Inhospitalière au point de n'offrir de mouillage sécurisant, cette île réservée
aux prisonniers politiques était jadis reliée à l'île Royale par un téléphérique.
Elle n'est pour l'heure, et nous le regrettons, pas visitable. Pour la petite
histoire, la maison où vécut celui qui fût condamné pour trahison à la nation
est actuellement classée monument historique.
Vers 11h00, Eric, un 'voileux' professionnel
vient nous récupérer pour le retour. Seule possibilité offerte pour visiter
l'île St Joseph, nous nous sommes autorisés ce petit extra (300 frs le retour
pour 2) en nous promettant de manger des pâtes le temps nécessaire au renflouement
des caisses! La 3ème et la pire des îles du Salut, vous entrez ici dans le
véritable enfer du bagne. Réservée à la réclusion, elle était également surnommée
'l'île du silence' en raison de l'interdiction de communiquer qui était ici
la règle absolue. A l'inverse des deux autres, l'île St Joseph n'a fait l'objet
d'aucune réhabilitation. Abandonnée à la nature qui a rapidement repris ses
droits, nous visitons ces imposants bâtiments où étaient encagés individuellement
les durs de durs et les évadés que les autres régimes de détention n'avaient
pu mater. Ravagées par le temps, la végétation et les racines extravagantes
des arbres qui en ont explosé les murs, les cellules réussissent encore à
crier la souffrance des hommes qui les ont occupées. En arpentant ces lieux,
nous avons la chair de poule en imaginant une réalité pas si lointaine que
cela.
En contrebas, à quelques mètres de la mer, un cimetière abandonné est en ruine.

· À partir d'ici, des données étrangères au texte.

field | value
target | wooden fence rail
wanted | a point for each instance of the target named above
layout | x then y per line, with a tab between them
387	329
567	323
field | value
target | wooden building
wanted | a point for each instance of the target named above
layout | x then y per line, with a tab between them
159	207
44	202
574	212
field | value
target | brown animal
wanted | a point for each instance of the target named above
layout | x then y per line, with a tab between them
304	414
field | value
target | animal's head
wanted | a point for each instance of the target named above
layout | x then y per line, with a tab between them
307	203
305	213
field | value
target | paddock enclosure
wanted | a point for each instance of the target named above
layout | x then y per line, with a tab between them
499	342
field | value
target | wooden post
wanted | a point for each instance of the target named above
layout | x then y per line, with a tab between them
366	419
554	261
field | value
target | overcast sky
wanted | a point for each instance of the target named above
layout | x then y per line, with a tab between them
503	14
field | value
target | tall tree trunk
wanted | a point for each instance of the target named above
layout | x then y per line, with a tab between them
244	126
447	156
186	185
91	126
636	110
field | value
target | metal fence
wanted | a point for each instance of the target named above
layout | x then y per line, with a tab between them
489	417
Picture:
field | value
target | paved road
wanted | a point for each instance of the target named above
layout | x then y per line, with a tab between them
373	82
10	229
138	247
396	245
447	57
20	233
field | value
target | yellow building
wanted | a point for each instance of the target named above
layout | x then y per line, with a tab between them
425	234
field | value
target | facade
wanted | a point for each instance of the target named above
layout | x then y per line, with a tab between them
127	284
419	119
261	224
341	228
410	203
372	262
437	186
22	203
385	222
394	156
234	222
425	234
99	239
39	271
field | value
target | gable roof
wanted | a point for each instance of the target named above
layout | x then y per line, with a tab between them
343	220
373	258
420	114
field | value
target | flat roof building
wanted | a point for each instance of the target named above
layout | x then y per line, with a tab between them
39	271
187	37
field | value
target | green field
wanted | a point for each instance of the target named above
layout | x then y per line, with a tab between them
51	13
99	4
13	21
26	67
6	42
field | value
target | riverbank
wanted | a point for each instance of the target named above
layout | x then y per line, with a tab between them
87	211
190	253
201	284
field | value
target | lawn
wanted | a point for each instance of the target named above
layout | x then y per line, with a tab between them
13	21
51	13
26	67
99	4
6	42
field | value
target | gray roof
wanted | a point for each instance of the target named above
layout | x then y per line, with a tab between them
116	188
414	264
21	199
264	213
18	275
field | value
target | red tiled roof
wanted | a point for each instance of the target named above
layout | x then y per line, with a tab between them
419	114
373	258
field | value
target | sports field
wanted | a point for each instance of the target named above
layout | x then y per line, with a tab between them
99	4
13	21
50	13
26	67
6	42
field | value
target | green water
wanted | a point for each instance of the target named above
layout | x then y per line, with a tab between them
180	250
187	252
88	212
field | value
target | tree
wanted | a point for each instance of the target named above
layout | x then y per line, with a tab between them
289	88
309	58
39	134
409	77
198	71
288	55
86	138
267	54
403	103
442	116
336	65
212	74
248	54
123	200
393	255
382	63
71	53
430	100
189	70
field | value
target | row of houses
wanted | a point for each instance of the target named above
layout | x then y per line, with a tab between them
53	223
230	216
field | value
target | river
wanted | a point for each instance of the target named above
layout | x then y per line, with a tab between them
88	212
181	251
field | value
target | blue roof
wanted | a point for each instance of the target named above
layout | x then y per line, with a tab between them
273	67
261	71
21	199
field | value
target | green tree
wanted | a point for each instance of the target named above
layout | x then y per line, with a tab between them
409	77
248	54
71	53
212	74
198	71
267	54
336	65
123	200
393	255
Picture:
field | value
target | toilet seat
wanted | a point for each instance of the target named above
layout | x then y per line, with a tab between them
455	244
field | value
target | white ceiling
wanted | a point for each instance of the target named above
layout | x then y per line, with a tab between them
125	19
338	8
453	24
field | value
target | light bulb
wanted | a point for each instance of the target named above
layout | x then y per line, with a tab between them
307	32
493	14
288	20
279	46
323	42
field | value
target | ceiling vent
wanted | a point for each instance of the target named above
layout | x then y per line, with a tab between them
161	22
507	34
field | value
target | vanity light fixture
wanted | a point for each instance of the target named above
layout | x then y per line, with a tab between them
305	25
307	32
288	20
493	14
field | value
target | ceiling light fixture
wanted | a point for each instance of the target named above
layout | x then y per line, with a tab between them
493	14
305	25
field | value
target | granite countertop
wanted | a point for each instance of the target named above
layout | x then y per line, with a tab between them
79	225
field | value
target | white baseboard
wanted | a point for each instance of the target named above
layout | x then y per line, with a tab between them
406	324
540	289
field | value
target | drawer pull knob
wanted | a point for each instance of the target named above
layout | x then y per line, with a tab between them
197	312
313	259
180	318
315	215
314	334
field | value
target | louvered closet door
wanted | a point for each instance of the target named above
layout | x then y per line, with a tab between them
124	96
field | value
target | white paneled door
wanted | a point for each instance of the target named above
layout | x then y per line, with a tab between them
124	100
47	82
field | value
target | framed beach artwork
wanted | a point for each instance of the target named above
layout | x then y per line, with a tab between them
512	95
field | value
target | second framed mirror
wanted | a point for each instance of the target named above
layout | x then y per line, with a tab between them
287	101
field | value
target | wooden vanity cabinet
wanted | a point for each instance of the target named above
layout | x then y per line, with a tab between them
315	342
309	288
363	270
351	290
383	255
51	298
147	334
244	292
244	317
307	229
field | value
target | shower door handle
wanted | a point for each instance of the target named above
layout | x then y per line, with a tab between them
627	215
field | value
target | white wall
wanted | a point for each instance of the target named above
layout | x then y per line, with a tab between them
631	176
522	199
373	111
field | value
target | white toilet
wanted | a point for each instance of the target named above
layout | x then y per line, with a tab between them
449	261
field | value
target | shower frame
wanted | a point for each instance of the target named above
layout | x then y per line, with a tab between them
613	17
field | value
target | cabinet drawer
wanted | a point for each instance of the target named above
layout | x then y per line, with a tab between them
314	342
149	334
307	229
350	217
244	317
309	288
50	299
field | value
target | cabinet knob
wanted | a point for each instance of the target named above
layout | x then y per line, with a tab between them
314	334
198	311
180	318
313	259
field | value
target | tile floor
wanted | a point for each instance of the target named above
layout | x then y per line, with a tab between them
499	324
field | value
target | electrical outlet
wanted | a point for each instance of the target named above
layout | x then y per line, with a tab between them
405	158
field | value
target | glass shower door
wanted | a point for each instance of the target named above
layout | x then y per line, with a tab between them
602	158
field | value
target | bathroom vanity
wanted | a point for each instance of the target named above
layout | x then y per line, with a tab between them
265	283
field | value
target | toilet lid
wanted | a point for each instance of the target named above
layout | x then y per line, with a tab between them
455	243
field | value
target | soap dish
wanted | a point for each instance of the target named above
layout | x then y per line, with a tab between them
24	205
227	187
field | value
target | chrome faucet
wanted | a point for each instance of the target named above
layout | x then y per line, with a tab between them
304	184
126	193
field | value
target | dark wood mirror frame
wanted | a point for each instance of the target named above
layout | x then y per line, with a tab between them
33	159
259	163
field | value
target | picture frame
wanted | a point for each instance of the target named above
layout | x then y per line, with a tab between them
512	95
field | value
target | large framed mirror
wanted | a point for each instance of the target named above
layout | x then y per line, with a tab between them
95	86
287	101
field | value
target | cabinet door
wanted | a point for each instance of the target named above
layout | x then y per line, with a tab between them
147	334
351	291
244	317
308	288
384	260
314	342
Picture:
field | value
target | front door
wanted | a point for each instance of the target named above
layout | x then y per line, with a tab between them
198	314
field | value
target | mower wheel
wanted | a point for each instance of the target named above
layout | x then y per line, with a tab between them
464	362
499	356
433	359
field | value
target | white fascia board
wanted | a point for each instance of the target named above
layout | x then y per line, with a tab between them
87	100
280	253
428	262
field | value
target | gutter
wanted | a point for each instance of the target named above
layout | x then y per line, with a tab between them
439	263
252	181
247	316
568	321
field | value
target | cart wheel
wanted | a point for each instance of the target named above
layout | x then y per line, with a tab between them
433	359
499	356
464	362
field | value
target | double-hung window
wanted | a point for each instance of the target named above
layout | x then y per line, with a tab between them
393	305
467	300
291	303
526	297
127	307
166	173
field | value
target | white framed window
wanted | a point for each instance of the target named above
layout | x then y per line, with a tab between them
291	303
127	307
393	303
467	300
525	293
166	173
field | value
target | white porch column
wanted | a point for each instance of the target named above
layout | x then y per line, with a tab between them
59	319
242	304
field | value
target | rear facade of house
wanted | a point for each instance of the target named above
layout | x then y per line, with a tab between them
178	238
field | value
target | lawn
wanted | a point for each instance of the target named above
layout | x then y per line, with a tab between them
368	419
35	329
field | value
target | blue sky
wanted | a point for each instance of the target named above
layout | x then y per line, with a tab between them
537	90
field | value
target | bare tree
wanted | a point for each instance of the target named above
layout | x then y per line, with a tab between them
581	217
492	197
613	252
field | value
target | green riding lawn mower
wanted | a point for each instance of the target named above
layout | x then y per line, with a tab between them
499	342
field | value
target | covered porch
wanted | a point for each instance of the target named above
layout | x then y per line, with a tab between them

Sur les quelques plaques que nous déchiffrons, des noms d'enfants, de femmes
et de gardiens de l'administration pénitentiaire. De forçats, nulle trace.
La mer a fait son oeuvre.
Il est 16h30 quand
nous montons à bord de l'Albatros, la tête encore pleine d'images terribles.
Pendant les 100 ans d'existence du bagne (qui sera fermé en 1947), 70000 bagnards
seront ainsi déportés. 50000 y mourront.